Fox News hired the New York law firm Paul, Weiss to conduct an investigation of the sexual harassment complaint. During the investigation, at least two other women went on the record discussing similar allegations of harassment by Ailes. Fox News’ Megyn Kelly confirmed that she was sexually harassed by CEO Roger Ailes less than two weeks after the Carlson complaint was filed. Kelly told the team handling the outside investigation that she too was the victim of sexual advances from the Fox News Executive about a decade ago. According to news sources, after investigation, News Corp. determined that Roger Ailes must be removed from his position. Other sources said Ailes was negotiating his exit via “resignation and a package”.

The Fox News sexual harassment cases continue to expand and include other individuals. This may show a pattern at the network of conduct and atmosphere tolerated. The fact that there was corroboration of the inappropriate behavior and sexual harassment was extremely important in determining credibility of the allegations. Unfortunately, many times, sexual harassment is a he said/she said proposition. Without corroboration it may be difficult for an employer to make credibility decisions and determine who to believe.

In my experience, an individual who commits sexual harassment is likely to do so again. In other words, it is conduct that is usually repeated and not an isolated incident. Sometimes that case, the first victim may not have the best case in that he or she must prove that the employer knew or should have known about the sexual harassment. Further that it failed to take appropriate, remedial action including a prompt investigation and appropriate discipline. The second and third victims of the harassment have it easier in that they do not have to prove that the employer knew of the sexual harassment.

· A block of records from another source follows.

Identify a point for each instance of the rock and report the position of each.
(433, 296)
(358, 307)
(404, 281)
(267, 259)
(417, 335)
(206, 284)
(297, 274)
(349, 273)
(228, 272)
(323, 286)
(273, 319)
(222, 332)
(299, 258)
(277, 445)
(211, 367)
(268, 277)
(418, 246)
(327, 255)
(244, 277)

In the Aguas, case the Court emphasized the importance of an employee who was a victim of sexual harassment or discrimination to utilize the employer’s internal complaint procedure. An employee should bring the sexual harassment and/or discrimination to the employer’s attention. Failure to utilize the internal complaint procedure, may be a defense to an employer that has a detailed, serious, anti-harassment policy and complaint procedure.

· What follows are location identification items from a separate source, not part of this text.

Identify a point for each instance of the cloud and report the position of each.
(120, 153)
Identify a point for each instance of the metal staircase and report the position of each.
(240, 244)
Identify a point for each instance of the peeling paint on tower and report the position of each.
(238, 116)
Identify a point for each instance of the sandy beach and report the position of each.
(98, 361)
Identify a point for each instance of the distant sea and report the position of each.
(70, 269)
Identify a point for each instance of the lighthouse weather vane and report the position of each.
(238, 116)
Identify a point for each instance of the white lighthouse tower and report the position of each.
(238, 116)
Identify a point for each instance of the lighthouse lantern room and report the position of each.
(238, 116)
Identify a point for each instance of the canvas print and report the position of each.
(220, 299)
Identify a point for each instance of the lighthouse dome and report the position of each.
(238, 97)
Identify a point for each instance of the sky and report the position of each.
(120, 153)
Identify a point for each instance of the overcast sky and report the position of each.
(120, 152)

I am often asked what is prompt, remedial action. First of all, it should be sooner rather than later. An employer must act with a sense of urgency. What is sufficient remedial action depends on whether it works or not. For example, if the individual harassing stops his/her inappropriate behavior after an oral warning or small suspension, that may be sufficient if the individual who is harassing ceases their objectionable conduct. As a victim of sexual harassment, you do not have the right to demand that the person harassing be terminated. I’ve been involved in cases where the employee was insistent that they be removed from the work area and not have to work in the same office as the perpetrator That request may not be granted. In a case I was involved in a few years ago, the employee resigned when the employer failed to relocate a supervisor. She did not want to work in the same area as the individual who harassed her. A jury did not find in her favor. In my opinion that employee would have had a difficult time collecting unemployment since no further incidents of harassment occurred.

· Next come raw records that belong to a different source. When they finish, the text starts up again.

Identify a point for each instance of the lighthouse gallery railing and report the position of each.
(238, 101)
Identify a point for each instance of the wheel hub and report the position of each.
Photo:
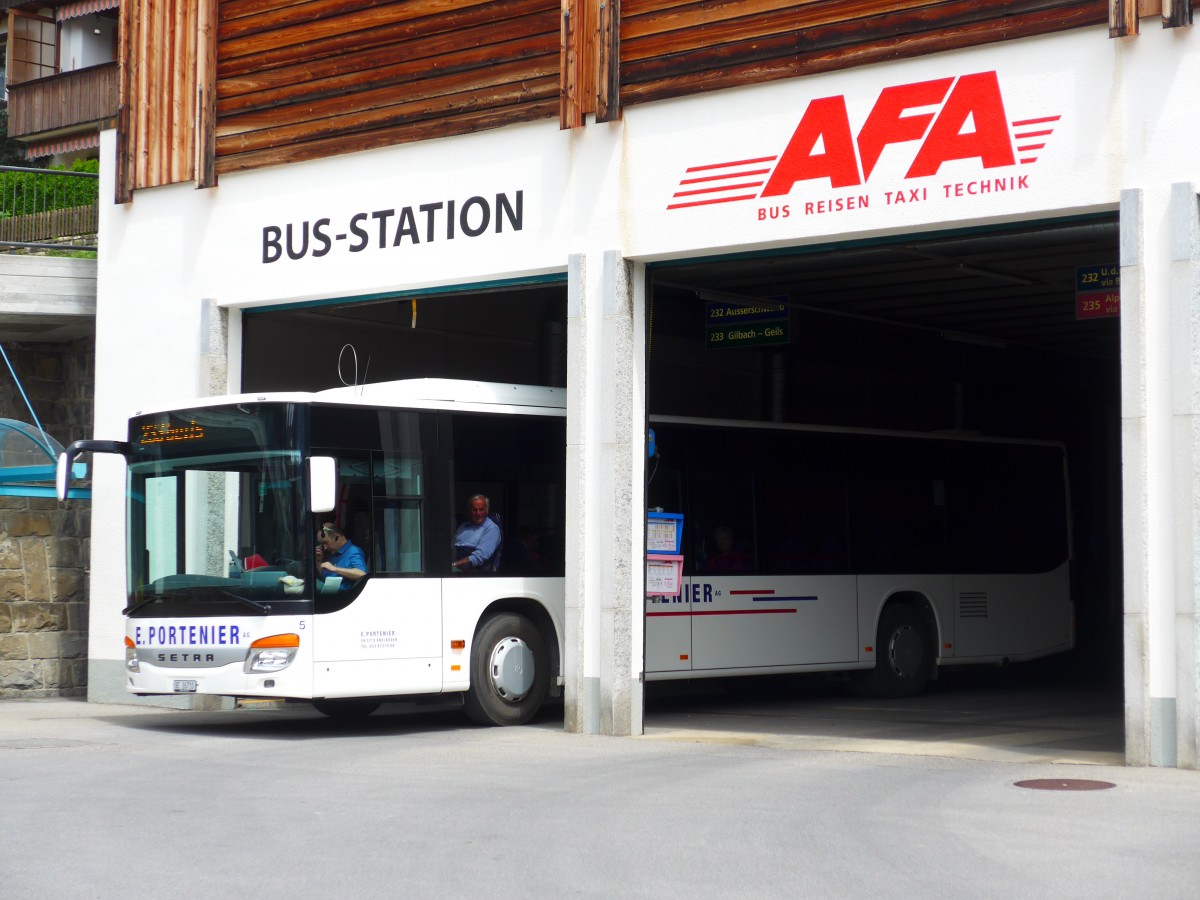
(905, 652)
(511, 669)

If you are the victim or recipient of unwanted sexual advances or sexual harassment, you should immediately advise the person harassing you that the conduct is unwelcome and request that they stop. You should also utilize the company’s harassment policy and complaint procedure and file an internal complaint with the company prior to resigning from the job. Sometimes it is difficult if the harassment is from higher up management within the company such as the President of the company. In that case, the complaint procedure may be ineffective.

In New Jersey, you can receive damages for emotional distress resulting from sexual harassment without the necessity of treating with a medical professional. You can also seek other remedial relief. Attorney’s fees are awarded if you go to trial and prevail on the claim of sexual harassment. If you, a friend, family member or acquaintance feel that you have been subject to unwelcome sexual advances or sexual harassment at work, you should consult with an employment attorney to ensure that your interests are protected.